La mayoría usa el diseño tradicional en blanco con cuadros negros, que en Hirbawi explican que representa una red de pesca, una colmena, la unión de manos o las marcas limpias de suciedad y de sudor de la cara de un trabajador. En Jordania el diseño es similar, pero cambia el color y prefieren los cuadros rojos, como ha podido comprobar todo aquel que ha viajado a Petra o Wadi Rum.
Este pañuelo se ha convertido también en un icono de la lucha callejera y las protestas. No hay enfrentamiento con las fuerzas de seguridad israelíes en el que los jóvenes en Ramala, Jericó, Belén o Hebrón no se tapen el rostro con una kufiya. Por cada palestino tirando piedras hay diez fotógrafos y treinta soldados, pero la imagen que nos llega es la del joven violento, con la cara tapada con su kufiya y rodeado de neumáticos ardiendo. Cada protesta que vivo en Palestina me deja más claro que una imagen no vale más que mil palabras y que hay que explicar mil veces que no hay nada más violento que la ocupación.
Las kufiyas en Nueva York, París, Madrid o Estocolmo mantienen su efecto de imán con las cámaras, pero no ayudan al fondo de esta causa que se ha extendido por las universidades de medio mundo. Los debates se pierden en las formas, los carteles, las banderas, los eslóganes y la violencia policial. En medio del ruido se difumina la oportunidad única de debatir sobre el germen del conflicto: la ocupación.

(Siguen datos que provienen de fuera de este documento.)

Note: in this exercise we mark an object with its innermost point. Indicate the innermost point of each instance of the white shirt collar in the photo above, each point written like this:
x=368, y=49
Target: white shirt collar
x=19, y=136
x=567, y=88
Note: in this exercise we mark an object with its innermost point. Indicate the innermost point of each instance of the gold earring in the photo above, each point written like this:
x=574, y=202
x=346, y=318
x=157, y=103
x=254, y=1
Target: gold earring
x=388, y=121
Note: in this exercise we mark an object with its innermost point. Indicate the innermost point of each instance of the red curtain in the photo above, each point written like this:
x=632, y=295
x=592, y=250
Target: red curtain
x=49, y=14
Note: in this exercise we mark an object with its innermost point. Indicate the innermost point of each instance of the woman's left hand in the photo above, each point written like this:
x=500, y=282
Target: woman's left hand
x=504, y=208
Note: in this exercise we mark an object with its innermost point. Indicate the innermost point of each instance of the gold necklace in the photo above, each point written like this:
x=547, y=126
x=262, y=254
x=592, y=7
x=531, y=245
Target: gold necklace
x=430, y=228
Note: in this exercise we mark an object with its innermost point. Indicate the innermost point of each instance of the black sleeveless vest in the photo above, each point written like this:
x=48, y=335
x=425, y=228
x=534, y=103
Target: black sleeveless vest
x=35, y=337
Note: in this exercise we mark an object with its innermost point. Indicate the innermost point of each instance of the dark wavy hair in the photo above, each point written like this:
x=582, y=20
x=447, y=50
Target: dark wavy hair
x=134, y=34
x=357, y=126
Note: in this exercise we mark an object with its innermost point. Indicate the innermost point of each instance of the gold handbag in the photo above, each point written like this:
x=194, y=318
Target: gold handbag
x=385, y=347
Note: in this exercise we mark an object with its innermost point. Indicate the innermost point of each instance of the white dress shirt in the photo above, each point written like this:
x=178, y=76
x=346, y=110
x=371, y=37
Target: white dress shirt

En mi armario tengo varios modelos de Hirbawi; son una especie en extinción ante la amenaza de la kufiya made in China que se encuentra en Amazon desde ocho euros. Es hora de quitarse el pañuelo para salir a las calles de Occidente y gritar a los gobiernos que los violentos son quienes, en nombre del derecho divino, promueven y sostienen la ocupación desde hace 57 años.